Allison started her career in wildlife co-management in 2017. Since then, she has worked with Inuvialuit, government, and other Indigenous peoples on initiatives to support healthy wildlife populations, species at risk initiatives, landscape-scale conservation planning, and efforts to collaboratively manage species across political boundaries. Throughout this work, Allison has focused on ways of equitably bridging Indigenous knowledge with Western science in wildlife management, from research to decision making.
Allison worked for WMAC (NS) from 2018-2021. She then spent a year and a half working with the Canadian Wildlife Service in the polar bear management unit, supporting polar bear conservation across Canada and internationally. Allison returned to work for WMAC (NS) in July 2023.
Community Engagement Coordinator
Jessi was born in Inuvik, and raised in Aklavik; A multi-cultural community where she was surrounded by knowledge holders of both Inuvialuit and Gwich’in descent. She moved from Aklavik at age 17 to receive her Environmental and Natural Resources Technology Diploma in Fort Smith, where she began to learn about the management and co-management of wildlife, fisheries, forestry within the Mackenzie Delta. Since she graduated from the diploma program, she has worked at several organizations within the communities of Aklavik and Inuvik. She also travels often on the land with friends, family or solo. With a keen interest in media, she hopes to showcase the importance of Traditional Knowledge and wildlife habitat within Aklavik and the Yukon North Slope. Jessi is very excited to join the WMAC NS team!
Ryan grew up in the Montreal area and spent his summers in the Eastern Townships. After receiving degrees from both Concordia and McGill, he worked 10 forestry seasons across the Boreal forest of Canada, often travelling the winter months. These Boreal experiences left a lasting impression, culminating in the decision to relocate permanently to the Yukon.
Ryan and his partner initially landed in Teslin, where he managed the George Johnston Museum for 5 years. He also worked as a substitute teacher, an education assistant, and volunteered as a fire fighter, eventually starting a family. Despite their love for Teslin, his family decided to relocate to Whitehorse so their children could learn French.
It is unclear whether Ryan found WMAC or WMAC found Ryan, but he is thrilled to dive into the realm of co-management, to support Council in implementing the IFA, and to contribute to the highly collaborative team at WMAC (NS)!
Program and Administrative Coordinator
Stephanie moved to the Yukon from Ontario in 1997 to attend Yukon College, where she earned a diploma in Renewable Resource Management. Having a keen interest in Indigenous Culture, land claims, and wildlife conservation, Stephanie spent her first decade in the Yukon working for land claims organizations born from the Yukon First Nation’s Umbrella Final Agreement, including the Yukon Fish and Wildlife Management Board, Yukon Salmon Sub-Committee, and Yukon Environmental and Socio-economic Assessment Board.

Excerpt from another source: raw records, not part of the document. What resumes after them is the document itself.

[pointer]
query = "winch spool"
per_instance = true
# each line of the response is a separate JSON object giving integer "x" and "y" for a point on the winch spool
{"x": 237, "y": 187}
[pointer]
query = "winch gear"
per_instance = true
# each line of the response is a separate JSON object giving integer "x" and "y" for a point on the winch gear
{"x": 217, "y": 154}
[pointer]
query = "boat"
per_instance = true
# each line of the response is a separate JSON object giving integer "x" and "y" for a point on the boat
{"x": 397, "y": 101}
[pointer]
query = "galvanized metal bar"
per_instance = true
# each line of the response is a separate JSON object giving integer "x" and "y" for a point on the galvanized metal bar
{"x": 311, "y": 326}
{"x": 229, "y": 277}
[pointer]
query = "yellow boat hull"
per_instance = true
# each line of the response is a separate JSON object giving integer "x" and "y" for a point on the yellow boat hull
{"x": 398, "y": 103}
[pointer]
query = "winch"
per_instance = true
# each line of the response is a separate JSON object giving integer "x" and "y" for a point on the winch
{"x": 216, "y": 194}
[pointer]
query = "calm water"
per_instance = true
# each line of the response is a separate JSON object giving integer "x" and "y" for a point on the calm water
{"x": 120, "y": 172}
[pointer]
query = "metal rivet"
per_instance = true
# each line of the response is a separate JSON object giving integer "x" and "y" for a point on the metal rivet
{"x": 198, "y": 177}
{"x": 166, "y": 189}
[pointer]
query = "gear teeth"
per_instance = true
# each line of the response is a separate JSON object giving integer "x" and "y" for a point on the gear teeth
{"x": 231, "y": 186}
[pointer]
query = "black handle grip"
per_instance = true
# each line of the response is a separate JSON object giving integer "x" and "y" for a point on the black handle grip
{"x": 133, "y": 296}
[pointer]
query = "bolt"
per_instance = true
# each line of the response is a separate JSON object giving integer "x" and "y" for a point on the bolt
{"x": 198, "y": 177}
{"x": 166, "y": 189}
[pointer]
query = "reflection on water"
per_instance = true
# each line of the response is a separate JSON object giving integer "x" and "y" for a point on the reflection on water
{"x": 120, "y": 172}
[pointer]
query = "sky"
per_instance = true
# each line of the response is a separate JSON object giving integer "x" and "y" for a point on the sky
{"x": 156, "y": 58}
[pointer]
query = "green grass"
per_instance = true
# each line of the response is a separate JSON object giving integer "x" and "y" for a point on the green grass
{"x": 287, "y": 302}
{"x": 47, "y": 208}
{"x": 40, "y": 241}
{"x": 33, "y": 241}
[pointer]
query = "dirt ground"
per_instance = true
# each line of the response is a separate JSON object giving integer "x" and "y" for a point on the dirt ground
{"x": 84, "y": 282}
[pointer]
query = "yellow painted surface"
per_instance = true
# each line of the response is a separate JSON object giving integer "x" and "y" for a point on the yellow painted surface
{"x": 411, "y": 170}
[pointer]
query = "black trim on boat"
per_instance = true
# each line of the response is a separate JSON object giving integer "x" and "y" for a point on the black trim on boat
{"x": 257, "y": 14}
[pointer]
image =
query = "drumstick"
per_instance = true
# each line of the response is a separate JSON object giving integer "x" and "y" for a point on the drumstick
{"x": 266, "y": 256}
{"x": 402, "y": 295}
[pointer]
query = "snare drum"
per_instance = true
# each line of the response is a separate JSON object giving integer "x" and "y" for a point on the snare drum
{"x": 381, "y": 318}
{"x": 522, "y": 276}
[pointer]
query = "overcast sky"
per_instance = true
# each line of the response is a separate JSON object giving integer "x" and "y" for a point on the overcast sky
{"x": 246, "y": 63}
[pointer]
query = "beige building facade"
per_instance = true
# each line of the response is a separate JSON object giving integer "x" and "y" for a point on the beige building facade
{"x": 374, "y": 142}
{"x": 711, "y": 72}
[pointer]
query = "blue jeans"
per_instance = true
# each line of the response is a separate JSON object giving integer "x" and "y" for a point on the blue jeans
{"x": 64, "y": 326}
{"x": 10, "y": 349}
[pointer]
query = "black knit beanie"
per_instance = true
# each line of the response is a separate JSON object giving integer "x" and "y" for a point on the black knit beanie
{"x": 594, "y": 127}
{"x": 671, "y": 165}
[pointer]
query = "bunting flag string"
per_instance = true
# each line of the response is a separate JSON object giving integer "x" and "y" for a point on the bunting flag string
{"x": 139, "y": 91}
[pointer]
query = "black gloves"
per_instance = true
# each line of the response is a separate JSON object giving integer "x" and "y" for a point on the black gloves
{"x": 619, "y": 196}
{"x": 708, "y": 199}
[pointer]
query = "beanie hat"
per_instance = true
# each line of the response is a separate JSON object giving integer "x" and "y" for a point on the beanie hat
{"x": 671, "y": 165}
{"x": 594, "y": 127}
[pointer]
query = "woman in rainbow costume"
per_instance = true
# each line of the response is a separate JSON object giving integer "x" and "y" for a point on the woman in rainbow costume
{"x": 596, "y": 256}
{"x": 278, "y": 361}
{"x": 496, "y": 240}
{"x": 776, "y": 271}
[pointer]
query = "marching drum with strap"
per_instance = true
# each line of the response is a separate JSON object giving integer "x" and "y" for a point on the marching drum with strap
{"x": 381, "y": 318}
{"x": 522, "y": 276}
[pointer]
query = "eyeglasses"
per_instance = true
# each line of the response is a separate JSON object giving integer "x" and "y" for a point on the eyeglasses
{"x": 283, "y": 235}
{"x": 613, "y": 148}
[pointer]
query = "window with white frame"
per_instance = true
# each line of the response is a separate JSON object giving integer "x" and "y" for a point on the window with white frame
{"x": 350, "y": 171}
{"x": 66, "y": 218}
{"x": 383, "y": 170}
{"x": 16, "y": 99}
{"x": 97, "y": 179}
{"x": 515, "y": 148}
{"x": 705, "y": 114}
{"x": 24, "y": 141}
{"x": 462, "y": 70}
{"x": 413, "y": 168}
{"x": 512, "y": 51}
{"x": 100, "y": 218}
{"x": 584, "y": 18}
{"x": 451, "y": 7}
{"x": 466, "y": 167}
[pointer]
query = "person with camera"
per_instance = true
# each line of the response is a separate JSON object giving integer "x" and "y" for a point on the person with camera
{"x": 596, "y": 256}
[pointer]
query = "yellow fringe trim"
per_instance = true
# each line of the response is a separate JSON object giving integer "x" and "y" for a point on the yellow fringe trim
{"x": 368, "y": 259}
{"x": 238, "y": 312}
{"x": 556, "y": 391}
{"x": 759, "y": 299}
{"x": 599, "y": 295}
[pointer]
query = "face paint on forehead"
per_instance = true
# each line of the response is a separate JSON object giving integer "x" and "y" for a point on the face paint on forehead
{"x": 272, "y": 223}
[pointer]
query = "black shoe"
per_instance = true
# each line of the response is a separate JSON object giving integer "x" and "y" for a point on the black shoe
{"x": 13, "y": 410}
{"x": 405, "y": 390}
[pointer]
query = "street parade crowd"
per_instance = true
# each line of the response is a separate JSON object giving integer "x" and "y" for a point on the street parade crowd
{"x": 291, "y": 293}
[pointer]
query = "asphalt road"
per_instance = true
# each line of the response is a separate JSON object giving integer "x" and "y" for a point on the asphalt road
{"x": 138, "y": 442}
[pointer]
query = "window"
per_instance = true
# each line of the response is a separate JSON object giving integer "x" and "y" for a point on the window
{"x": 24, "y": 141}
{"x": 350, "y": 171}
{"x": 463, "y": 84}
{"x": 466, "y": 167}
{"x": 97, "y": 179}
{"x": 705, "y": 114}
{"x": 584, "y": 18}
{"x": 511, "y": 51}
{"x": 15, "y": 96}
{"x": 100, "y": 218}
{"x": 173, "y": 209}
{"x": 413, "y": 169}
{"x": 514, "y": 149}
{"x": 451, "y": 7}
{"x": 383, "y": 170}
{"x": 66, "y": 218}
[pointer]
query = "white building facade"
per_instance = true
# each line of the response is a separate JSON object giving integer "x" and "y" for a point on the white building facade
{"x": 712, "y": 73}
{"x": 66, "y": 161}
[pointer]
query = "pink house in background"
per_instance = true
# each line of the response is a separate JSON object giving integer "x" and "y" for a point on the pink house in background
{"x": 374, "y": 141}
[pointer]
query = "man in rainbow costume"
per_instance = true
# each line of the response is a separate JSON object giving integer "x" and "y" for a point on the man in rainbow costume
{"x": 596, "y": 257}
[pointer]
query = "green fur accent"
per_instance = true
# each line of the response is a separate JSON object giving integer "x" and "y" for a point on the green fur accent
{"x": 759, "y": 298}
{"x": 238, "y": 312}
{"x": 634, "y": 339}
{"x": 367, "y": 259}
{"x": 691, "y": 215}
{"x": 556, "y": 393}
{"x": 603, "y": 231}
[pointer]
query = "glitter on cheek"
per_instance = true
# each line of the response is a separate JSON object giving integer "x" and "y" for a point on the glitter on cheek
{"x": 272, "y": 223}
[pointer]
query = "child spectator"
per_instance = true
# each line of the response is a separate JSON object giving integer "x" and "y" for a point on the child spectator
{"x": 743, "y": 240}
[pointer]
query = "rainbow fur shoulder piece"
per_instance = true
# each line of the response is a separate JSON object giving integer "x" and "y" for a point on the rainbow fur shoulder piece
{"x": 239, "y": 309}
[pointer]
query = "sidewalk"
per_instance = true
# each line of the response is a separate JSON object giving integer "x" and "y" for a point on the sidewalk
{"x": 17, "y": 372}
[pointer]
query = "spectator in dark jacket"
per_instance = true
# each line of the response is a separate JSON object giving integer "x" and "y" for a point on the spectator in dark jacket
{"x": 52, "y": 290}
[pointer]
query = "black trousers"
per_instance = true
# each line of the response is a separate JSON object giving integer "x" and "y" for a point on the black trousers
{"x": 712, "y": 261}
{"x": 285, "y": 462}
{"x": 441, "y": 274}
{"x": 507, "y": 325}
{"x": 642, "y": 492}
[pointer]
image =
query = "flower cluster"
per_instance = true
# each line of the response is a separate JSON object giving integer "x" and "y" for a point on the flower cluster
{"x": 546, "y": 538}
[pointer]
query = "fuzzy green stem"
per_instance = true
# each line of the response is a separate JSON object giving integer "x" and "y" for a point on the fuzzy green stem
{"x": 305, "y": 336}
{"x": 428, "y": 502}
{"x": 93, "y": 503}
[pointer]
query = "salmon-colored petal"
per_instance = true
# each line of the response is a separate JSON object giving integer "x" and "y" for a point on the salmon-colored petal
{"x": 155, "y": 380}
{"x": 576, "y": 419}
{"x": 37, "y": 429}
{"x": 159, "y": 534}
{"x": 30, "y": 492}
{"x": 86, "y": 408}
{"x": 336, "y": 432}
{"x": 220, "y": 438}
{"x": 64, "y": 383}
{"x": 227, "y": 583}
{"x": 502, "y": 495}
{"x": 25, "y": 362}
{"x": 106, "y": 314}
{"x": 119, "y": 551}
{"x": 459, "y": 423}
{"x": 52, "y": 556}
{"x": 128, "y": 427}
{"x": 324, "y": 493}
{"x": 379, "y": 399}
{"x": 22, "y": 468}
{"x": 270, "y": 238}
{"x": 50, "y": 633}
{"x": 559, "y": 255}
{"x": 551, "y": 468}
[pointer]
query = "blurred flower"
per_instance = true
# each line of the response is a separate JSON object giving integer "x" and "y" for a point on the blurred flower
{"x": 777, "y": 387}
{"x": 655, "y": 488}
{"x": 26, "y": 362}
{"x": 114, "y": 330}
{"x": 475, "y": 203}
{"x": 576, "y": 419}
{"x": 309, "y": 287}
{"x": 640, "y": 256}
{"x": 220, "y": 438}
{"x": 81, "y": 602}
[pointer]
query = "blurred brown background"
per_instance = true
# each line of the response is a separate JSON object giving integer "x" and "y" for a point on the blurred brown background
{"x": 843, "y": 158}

In 2008, Stephanie began her longest role to date as the Government of Yukon’s Inuvialuit Final Agreement Implementation Coordinator, where she has worked diligently to ensure the Government of Yukon was fulfilling its IFA obligations pertaining to the Yukon North Slope. Stephanie has had the privilege of visiting the Yukon North Slope and all of the Inuvialuit communities, where she has built strong working relationships with the Inuvialuit co-management bodies. Over the years, Stephanie has worked closely with the Wildlife Management Advisory Council (North Slope), and is very excited to be embarking on a one-year secondment with the Council from October 2023 to October 2024, to continue learning and working with the people and lands she cares so deeply about.